Spanish Crossings by Simmons John

Spanish Crossings by Simmons John

Author:Simmons, John
Language: eng
Format: epub
Publisher: Bloodhound Books - literary fiction
Published: 2021-05-20T00:00:00+00:00


It was time to head back to the office to clear up some outstanding pieces of work. Later a conversation with Pepe awaited her. It was one she looked forward to with eagerness, anticipated with dread.

25

Lorna found it strange – a glimpse of an unknown domestic life – to return home to the flat, expecting someone else to be there. And he was. Pepe got to his feet when Lorna opened the door. He had been sitting on a wooden chair facing the chimney breast where the large portrait hung.
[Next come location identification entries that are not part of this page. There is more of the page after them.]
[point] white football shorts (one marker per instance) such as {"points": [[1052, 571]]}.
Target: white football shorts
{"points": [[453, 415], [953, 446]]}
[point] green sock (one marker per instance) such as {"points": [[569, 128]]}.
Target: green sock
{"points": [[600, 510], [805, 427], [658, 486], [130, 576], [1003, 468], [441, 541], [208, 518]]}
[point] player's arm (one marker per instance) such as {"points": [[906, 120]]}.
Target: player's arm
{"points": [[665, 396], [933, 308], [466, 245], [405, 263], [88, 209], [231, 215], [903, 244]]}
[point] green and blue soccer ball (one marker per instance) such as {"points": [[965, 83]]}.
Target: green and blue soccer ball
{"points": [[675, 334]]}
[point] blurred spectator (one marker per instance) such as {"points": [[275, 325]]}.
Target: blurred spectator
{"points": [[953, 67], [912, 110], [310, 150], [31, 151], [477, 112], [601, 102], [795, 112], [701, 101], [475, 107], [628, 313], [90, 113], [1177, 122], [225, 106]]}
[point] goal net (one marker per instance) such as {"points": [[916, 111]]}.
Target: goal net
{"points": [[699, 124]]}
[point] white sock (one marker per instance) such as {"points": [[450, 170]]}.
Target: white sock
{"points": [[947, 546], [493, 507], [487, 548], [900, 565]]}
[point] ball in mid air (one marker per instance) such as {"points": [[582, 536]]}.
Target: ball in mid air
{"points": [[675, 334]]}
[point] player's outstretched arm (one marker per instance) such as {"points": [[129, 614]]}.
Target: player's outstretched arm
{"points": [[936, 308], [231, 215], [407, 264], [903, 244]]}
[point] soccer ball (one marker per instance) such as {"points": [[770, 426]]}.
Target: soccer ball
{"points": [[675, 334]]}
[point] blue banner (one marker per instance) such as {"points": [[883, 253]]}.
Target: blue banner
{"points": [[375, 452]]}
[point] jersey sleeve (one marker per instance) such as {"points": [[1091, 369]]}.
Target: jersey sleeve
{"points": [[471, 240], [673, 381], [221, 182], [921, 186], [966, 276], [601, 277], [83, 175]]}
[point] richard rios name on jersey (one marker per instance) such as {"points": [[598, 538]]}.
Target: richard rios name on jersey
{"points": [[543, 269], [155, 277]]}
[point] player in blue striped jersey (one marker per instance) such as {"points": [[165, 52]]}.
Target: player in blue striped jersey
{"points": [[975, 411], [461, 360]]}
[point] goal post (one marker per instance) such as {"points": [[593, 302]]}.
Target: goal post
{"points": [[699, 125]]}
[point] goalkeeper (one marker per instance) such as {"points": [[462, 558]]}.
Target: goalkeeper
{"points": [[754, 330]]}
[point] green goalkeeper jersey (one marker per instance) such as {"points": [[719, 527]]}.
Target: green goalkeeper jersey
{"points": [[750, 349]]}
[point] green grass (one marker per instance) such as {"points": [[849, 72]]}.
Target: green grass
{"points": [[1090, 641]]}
“Are you OK?” Lorna asked. “Did you sleep? Find something to eat?”

Pepe answered the questions with an almost sulky nod. She realised he had been looking at the charcoal portrait on the wall. Caught in the act of looking at a picture of a naked woman, he showed his embarrassment.

“Don’t you like it?” she asked. “It was done by a proper artist.”
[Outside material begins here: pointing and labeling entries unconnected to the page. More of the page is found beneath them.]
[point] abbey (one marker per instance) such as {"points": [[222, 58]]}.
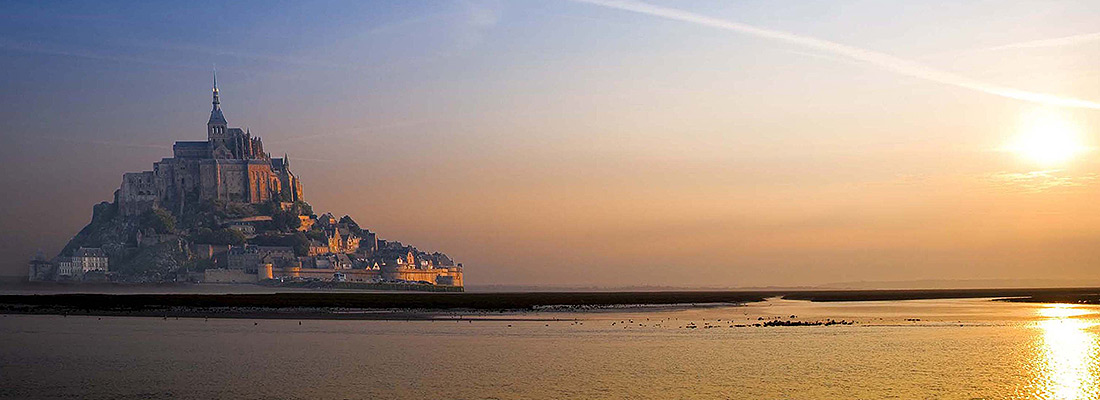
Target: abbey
{"points": [[230, 165]]}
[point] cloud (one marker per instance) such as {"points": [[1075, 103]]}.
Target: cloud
{"points": [[879, 59], [1038, 180]]}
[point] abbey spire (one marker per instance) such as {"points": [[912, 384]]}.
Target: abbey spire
{"points": [[216, 115]]}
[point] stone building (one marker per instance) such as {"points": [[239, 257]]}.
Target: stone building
{"points": [[230, 165], [251, 257], [84, 260]]}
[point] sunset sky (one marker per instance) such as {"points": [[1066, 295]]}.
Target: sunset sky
{"points": [[603, 143]]}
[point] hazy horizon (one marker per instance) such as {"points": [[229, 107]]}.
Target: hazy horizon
{"points": [[595, 143]]}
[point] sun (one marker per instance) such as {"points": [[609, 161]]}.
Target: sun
{"points": [[1047, 140]]}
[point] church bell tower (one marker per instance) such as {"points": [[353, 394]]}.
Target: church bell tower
{"points": [[217, 128]]}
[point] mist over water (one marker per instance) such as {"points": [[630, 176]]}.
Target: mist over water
{"points": [[925, 348]]}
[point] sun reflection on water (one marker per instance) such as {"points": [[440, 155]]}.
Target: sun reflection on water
{"points": [[1068, 351]]}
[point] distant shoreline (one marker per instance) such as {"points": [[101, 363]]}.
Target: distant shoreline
{"points": [[463, 306]]}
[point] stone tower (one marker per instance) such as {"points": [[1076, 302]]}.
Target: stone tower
{"points": [[217, 128]]}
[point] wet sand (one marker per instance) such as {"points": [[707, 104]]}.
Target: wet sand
{"points": [[409, 306]]}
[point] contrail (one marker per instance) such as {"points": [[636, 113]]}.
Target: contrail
{"points": [[1066, 41], [882, 60]]}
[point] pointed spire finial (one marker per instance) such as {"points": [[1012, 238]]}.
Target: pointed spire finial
{"points": [[216, 100]]}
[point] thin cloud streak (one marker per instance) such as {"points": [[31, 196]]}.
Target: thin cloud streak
{"points": [[882, 60], [1057, 42]]}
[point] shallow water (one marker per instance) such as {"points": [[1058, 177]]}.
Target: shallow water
{"points": [[958, 350]]}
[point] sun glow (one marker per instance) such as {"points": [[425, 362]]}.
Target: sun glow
{"points": [[1047, 140], [1068, 354]]}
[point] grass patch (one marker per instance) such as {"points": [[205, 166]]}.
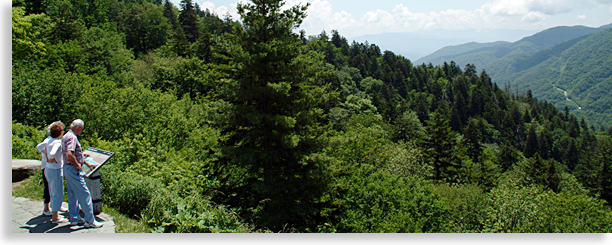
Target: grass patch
{"points": [[32, 188]]}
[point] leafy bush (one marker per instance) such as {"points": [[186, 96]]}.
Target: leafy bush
{"points": [[169, 212], [25, 138], [128, 192], [381, 202]]}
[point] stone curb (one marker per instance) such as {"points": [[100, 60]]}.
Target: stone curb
{"points": [[27, 217]]}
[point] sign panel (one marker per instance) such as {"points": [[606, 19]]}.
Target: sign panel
{"points": [[96, 156]]}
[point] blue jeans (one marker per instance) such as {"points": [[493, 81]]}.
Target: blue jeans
{"points": [[78, 194], [56, 188]]}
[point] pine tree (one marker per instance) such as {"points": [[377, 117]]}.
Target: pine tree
{"points": [[189, 21], [276, 98], [440, 149], [531, 144]]}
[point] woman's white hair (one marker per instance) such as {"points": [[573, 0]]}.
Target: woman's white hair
{"points": [[78, 123]]}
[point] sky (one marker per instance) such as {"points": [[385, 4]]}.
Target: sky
{"points": [[354, 18]]}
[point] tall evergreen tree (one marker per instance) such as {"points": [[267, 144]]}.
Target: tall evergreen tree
{"points": [[531, 144], [276, 114], [440, 149], [189, 21]]}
She stood in front of the portrait, studying it as if for the first time, hoping that she would convince Pepe to do the same. It was a nude portrait of a woman, and the face was unmistakably Lorna’s. Dark shades of charcoal gave form and depth to her body in the portrait. She stood straight and staring, as upright as a pine tree, with no hint of stooping in her back or knees, breasts pointing forward. Black eyes were fixed on the viewer, unflinching, daring, no trace of a smile. Defiant, Vincent had insisted to her. She had been his reluctant muse, hating to be drawn or painted, but it was that discomfort he had found interesting. He wanted to capture her discomfort in charcoal, in pastels, pencils, oils and watercolours in a series he called After the Spanish war.
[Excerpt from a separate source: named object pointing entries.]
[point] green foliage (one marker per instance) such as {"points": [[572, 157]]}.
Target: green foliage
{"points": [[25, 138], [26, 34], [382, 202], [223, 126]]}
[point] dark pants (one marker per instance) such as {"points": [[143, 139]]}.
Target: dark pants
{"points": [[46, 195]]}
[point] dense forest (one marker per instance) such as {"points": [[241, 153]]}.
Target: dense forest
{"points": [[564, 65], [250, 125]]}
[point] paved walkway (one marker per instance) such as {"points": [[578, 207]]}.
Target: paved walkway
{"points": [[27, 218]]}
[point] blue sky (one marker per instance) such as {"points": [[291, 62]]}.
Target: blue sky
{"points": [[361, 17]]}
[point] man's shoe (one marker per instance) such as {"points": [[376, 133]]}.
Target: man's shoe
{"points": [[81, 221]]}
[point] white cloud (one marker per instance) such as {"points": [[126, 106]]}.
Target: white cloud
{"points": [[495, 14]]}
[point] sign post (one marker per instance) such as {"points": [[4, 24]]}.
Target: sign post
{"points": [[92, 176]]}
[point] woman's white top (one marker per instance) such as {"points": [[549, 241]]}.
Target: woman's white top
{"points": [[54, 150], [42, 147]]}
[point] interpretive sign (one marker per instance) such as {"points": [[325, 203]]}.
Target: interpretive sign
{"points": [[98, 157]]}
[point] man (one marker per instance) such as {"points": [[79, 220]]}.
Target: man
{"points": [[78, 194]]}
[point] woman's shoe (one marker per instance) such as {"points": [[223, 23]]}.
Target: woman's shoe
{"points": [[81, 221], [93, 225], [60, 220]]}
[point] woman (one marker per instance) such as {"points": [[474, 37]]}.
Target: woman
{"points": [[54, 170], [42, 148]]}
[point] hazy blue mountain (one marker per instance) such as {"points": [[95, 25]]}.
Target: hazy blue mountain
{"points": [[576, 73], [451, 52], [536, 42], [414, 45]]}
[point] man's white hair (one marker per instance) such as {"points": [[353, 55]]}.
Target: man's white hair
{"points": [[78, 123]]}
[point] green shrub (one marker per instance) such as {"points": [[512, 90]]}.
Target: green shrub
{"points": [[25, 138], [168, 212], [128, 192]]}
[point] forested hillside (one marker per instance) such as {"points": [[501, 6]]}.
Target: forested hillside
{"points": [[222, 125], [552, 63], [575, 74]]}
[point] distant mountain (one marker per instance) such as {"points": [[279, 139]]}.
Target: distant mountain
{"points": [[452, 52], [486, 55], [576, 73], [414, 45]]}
It was a quality that made Lorna unlike any other model he had ever had. Still her eyes stared their defiance at the viewer, even when that viewer was Lorna herself. The burnt charcoal black was smeared here and there, like markings left on the surface by a fire. She remembered how Vincent had rubbed his fingers across the flesh, moulding the skin into its contours. The overwhelming blackness of the medium dominated everywhere except, and this was the section of the work that Lorna loved, the midriff that was covered by an object painted in vivid colours. Her charcoal hands held a bowl of fruit in front of her stomach; the bowl rendered in green pastels of many tones, containing half a dozen spheres of bright orange. Lorna liked the contrast of black and grey lines with this area of deep vibrant colour; it allowed her to look at the portrait without shyness.

“Did you have to?” asked Pepe.

“Of course not. I agreed to. There were more but this is the only one I have. You might, in time, find others in galleries.”

“Are you happy with that? Do you not find it shaming?”

“Why? It is only a woman. I hardly think of it as me.”

“It is you. It is beautiful.”

“Oh Pepe, come on,” taking off her beret, “we have so much to talk about.